Después del pecado original (de Adán y Eva), la experiencia del trabajo fue transformada y se amargó por la dificultad y el sufrimiento. En otras palabras, trabajar generosamente puede traer dolor y es difícil de sobrellevar ¡Esa es una de las razones por las cuales nos gustan tanto los fines de semana! Sin embargo, el trabajo nunca ha perdido su dignidad y no es algo malo en sí mismo. Aunque es difícil y requiere abnegación, también nos trae un callado deleite. Al final de un día muy ocupado de trabajo, nos sentimos vagamente contentos, y aunque no seamos capaces de expresarlo en palabras, percibimos que hemos contribuido para la mejora de aquellos que están cerca de nosotros, así como que también nosotros hemos mejorado un poco, no necesariamente en lo que hacemos, aunque esa es también una posibilidad real, sino que además percibimos que nos estamos transformando en mejores personas.

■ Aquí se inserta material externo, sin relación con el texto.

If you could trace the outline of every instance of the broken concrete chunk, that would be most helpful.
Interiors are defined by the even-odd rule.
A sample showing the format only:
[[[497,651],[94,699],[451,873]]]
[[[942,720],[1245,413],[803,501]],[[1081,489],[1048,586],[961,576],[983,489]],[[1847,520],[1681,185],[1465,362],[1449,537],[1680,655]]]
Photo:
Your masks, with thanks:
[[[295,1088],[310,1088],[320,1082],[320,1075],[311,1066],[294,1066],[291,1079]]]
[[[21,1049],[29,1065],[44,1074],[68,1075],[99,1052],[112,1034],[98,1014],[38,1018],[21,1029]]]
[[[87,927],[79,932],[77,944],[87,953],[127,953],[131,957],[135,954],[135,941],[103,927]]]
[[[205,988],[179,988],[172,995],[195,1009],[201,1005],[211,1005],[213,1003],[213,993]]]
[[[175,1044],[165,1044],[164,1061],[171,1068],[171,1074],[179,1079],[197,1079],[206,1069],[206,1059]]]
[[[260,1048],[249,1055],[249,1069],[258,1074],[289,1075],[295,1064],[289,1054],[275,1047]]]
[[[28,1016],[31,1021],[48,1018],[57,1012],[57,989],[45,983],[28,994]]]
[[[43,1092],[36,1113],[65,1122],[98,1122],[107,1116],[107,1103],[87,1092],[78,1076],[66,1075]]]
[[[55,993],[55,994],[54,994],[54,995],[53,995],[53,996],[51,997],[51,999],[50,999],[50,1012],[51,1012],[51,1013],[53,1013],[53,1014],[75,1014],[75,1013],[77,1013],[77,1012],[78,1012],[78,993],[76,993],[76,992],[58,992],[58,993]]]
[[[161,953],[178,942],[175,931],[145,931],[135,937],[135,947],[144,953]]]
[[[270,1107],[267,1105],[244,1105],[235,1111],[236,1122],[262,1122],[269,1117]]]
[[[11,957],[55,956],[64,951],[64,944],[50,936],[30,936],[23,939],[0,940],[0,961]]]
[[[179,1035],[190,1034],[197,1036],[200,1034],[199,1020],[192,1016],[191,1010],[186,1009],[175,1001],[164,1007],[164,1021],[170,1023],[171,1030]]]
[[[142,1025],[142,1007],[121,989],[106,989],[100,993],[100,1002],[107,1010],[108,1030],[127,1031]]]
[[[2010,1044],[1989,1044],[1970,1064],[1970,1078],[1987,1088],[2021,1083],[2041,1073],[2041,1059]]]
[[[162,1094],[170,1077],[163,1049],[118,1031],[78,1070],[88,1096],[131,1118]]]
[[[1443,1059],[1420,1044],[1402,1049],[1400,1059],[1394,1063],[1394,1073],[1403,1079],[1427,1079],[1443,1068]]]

¿Cómo podríamos ser más generosos en el trabajo que hacemos, sin huir de su inherente dificultad? Volvamos a la cita de Gandhi y démonos cuenta de que una de las cargas innecesarias del trabajo es la frecuente expectativa que tenemos de que se nos reconozca, se nos agradezca e incluso se nos alabe por lo que hacemos.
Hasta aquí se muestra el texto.